雑木林や畑だったところに次々に住宅ができ、また、折から自動車の普及もあって、子供たちの安全な遊び場を確保すべく、公園整備が進められる傍ら、校庭開放や道路開放も行われていた時代でした。

そんな中、台田団地では昭和47年8月に入居が始まりました。
そして、地域の人口増に対応できるよう、第六保育園(昭和47年9月開園)、第九小学校(昭和49年4月開校)もつくられました。

かつて柳瀬川沿いには水田があったのですが、秋の収穫風景写真が町報を飾ったのも昭和44年まで。
団地は台田の新しい光景でした。

写真:「自然を生かしたサイクリング道路完成」の市報記事



そして。
市報きよせ昭和49(1974)年1月1日号。
「自然を生かしたサイクリング道路完成」という記事が出ています。
 

「台田団地北側柳瀬川沿いに自然を生かした「サイクリング道路」が、このたび完成しました。
この道路は、長さ1200m、幅員3mの道路で、子どもたちがのびのびと遊べるようにと、桜の木やベンチなども設けられています。
写真は、完成したサイクリング道路です。
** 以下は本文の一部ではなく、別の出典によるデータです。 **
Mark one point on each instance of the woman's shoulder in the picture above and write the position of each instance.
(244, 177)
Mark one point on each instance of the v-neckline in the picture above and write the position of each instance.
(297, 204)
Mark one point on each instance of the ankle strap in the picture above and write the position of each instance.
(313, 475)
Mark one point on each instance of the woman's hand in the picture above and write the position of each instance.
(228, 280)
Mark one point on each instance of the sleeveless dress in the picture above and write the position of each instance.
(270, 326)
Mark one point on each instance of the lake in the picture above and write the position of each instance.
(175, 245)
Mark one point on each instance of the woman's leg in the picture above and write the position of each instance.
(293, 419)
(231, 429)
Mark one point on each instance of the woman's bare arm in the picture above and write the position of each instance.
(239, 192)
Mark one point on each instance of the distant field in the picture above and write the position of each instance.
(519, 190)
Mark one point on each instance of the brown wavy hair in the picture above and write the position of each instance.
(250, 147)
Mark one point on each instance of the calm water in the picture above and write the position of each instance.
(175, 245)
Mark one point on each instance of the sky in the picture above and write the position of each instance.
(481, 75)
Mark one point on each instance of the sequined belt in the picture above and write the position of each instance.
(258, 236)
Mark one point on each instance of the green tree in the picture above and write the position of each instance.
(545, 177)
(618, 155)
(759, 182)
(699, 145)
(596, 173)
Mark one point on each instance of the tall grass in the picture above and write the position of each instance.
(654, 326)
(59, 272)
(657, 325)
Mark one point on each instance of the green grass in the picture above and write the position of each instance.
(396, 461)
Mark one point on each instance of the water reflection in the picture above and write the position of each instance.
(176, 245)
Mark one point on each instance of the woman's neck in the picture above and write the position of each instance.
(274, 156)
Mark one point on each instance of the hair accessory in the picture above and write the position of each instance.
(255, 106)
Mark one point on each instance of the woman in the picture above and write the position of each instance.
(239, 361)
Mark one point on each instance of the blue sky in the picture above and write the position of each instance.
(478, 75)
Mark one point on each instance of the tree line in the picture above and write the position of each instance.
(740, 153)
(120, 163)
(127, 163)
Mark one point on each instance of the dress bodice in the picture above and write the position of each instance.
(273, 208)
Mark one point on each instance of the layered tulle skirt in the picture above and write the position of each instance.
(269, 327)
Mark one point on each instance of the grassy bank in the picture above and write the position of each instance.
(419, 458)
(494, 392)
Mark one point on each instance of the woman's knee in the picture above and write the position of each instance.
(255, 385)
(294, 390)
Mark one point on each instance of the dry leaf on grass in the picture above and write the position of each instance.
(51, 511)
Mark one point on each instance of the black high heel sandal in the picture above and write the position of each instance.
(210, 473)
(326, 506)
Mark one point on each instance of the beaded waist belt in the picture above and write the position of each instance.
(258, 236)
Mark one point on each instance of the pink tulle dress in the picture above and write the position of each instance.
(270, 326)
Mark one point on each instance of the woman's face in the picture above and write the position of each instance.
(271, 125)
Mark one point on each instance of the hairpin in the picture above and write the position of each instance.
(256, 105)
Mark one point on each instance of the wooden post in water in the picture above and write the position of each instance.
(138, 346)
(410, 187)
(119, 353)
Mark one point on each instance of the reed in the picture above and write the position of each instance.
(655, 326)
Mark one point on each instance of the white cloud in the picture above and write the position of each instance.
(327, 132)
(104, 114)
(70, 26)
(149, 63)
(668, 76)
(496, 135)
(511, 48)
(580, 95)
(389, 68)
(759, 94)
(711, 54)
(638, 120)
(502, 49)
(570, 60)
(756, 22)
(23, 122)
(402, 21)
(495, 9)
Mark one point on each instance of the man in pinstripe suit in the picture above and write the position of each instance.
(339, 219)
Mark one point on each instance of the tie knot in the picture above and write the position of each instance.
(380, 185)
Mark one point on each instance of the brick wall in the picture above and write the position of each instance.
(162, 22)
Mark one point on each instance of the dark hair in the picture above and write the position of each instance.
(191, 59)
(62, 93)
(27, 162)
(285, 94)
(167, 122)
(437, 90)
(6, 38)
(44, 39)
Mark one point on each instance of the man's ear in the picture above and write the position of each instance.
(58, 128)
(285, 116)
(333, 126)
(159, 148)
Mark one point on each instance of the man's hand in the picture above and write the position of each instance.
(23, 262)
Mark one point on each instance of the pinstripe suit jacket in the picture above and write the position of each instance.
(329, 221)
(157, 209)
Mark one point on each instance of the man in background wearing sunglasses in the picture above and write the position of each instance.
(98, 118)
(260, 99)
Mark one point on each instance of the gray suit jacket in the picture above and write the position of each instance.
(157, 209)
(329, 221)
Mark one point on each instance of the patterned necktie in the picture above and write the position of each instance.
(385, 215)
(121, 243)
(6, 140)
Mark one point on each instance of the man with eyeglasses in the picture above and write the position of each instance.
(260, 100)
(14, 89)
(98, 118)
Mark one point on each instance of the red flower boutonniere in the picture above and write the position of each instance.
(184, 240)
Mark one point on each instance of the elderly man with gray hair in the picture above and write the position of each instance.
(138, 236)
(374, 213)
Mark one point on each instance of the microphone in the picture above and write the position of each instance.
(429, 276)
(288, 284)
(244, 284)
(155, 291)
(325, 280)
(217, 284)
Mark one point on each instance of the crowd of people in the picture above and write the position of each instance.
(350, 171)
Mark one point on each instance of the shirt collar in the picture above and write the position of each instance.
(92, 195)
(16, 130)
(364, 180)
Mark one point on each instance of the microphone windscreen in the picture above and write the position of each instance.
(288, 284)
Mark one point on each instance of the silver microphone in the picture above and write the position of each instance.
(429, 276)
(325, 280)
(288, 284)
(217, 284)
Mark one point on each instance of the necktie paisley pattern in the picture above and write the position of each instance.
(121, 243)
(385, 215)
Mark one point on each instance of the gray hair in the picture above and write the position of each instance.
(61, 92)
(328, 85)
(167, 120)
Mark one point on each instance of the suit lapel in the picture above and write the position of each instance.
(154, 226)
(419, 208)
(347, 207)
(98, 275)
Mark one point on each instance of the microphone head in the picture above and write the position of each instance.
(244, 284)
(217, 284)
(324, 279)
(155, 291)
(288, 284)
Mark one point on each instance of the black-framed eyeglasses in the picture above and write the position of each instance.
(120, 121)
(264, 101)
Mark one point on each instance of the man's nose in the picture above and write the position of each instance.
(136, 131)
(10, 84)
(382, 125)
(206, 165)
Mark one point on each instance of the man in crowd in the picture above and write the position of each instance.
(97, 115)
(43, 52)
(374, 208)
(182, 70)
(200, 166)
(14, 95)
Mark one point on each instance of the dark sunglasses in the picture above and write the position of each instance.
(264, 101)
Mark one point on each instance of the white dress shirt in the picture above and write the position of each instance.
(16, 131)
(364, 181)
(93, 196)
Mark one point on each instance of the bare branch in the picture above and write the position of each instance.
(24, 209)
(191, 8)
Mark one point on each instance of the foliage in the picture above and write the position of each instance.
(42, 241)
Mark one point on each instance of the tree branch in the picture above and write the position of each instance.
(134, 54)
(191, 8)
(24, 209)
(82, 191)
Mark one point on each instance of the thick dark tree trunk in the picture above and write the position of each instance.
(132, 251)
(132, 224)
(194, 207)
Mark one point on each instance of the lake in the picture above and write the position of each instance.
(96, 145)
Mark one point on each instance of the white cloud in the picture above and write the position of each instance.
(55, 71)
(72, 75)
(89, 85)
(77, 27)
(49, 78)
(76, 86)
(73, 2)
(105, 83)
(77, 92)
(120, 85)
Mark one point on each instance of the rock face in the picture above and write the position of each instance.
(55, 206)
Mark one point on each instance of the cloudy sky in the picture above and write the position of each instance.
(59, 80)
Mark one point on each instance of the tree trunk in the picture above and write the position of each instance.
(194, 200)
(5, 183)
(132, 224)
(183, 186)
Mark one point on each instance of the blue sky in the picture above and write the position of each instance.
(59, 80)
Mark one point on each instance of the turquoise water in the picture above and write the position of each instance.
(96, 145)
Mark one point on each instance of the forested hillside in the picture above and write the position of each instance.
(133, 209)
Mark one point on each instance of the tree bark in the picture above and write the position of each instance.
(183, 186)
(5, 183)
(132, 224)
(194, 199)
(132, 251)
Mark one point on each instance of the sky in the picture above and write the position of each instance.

」
 

出ました。桜の木
「きよせさくらまつり」が開かれる台田運動公園の、あの桜です。
サイクリング道路として整備された道路は、現在、柳瀬川回廊の散策路として利用されています。

写真:桜並木とその下を歩く人々

 

あれから、40年、余。

立派になりましたね。

上の市報掲載写真よりも金山橋寄りから撮った写真です。
右奥に台田団地が見えています。


写真:桜と柳瀬川

 

柳瀬川を渡った所沢側でシートを広げてお花見している人もいますね。

対岸から望むと、桜色の帯が長く続いていて、みごとです。


写真:桜と柳瀬川2

写真は、城前橋寄りの場所から撮ったものです。

桜の左手にサイクリング道路としてつくられた道が写っています。

川沿いにはいつも、カワセミの飛来を待つカメラマンたちの姿があります。

この土手の道を進んで、金山調整池まで行ってみましょう。


写真:桜と新緑

 

桜と、新緑の明るい色合いが広がっているのが見えます。

 

柳瀬川の桜。

シートを広げてお弁当を食べながら愛でるもよし。
なにも持たないでふらり散歩に出かけて眺めるもよし。
大がかりにお出かけしなくても、桜を、自然を堪能できる。
これも清瀬の良いところではないでしょうか。

この春、あなたも柳瀬川沿いを歩いて桜を楽しんでみませんか。